For this experiment, we used the INSEAD-developed Markstrat software, widely known for its accuracy in replicating real-world competitive business environments. Player groups form virtual companies and vie with one another in simulated marketing and R&D activities (everything from market research to allocating advertising budgets). The system periodically “grades” the simulated firms’ performance, giving them a share price as well as sales, market share, and customer satisfaction data.
During the years 1999-2006, we assigned a total of 160 teams of MBA students from a major U.S. university to compete in either mature or untested market simulations. In addition, we made two out of every five teams “startups” by granting them fewer financial resources and less market power than the other three. In this way, we were able to observe and learn from the different permutations that unfold when firms of various sizes compete within both new and established markets.
The mature-market Markstrat simulation has well-established customer segments and product features. A new entrant must work hard to outperform the incumbents, but the potential rewards are huge.
The virtual startups that succeeded in the mature-market environment developed a strategy that worked around the large players but ultimately surprised them. In general, they engaged in more exploitative R&D moves, or process-based R&D—introducing low-cost products—and exploratory market moves, i.e. entering new market segments.
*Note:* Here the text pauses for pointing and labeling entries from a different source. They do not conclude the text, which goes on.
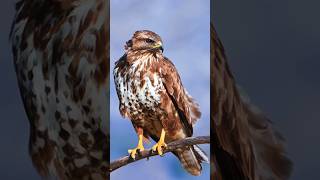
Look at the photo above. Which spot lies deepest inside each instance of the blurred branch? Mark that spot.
(123, 161)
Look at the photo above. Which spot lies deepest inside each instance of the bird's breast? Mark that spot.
(140, 88)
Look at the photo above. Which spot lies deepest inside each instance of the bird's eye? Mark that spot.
(149, 41)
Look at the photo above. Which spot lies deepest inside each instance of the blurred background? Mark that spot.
(184, 29)
(273, 50)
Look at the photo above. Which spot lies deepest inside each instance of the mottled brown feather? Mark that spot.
(245, 145)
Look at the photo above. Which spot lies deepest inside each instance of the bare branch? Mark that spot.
(123, 161)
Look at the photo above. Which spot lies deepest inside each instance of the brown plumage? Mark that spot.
(61, 58)
(245, 146)
(152, 96)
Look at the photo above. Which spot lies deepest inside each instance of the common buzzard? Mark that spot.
(152, 96)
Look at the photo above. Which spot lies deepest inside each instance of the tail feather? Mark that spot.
(191, 158)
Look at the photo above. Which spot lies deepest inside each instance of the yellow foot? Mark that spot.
(161, 145)
(138, 149)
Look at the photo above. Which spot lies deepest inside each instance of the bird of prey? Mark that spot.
(152, 96)
(245, 146)
(61, 58)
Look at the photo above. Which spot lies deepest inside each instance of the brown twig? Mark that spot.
(148, 153)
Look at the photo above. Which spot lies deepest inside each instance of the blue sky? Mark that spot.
(184, 28)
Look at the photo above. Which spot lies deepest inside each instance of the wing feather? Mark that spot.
(245, 144)
(187, 109)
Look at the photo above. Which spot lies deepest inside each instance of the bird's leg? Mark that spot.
(140, 147)
(160, 144)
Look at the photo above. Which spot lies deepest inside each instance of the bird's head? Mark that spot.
(144, 40)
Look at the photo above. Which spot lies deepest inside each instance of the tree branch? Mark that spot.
(123, 161)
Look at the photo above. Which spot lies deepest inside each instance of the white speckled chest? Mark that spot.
(139, 89)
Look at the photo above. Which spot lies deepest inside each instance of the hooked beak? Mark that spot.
(159, 46)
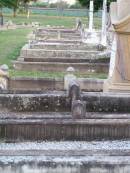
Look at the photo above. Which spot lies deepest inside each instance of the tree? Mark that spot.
(97, 3)
(13, 4)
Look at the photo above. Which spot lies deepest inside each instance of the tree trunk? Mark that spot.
(14, 12)
(1, 17)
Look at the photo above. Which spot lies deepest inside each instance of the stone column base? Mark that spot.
(116, 87)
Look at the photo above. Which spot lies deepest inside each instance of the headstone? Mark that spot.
(74, 90)
(78, 24)
(1, 20)
(104, 17)
(69, 77)
(120, 77)
(91, 10)
(4, 77)
(78, 109)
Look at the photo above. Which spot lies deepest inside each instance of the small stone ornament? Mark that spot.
(78, 109)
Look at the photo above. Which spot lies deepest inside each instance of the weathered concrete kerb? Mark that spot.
(60, 102)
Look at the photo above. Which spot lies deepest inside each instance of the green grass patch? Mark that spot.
(11, 42)
(15, 73)
(51, 20)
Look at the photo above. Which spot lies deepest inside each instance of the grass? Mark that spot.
(51, 20)
(53, 75)
(11, 42)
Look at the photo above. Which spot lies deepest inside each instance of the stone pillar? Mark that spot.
(120, 78)
(104, 16)
(91, 9)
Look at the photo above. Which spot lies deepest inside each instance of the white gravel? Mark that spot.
(101, 145)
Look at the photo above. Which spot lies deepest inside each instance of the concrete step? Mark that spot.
(68, 157)
(81, 68)
(61, 53)
(58, 101)
(64, 46)
(56, 30)
(66, 41)
(61, 36)
(58, 129)
(67, 60)
(34, 85)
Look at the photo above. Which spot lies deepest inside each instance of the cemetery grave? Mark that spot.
(78, 124)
Essentially, they stayed below the radar while probing for weak spots in their more powerful competitors. In post-game interviews, these teams spoke of “shifting strategy according to our competitors’ moves,” and using cheap products as a “Trojan horse” preparing the way for full-scale market siege. Their success in established markets was based on their ability to seize upon incumbents’ complacency and tactical errors.
The large firms were able to prevail by doing the opposite: constantly innovating within established market segments, introducing new products and refining current ones so as to increase their existing advantage and, over time, cement their supremacy.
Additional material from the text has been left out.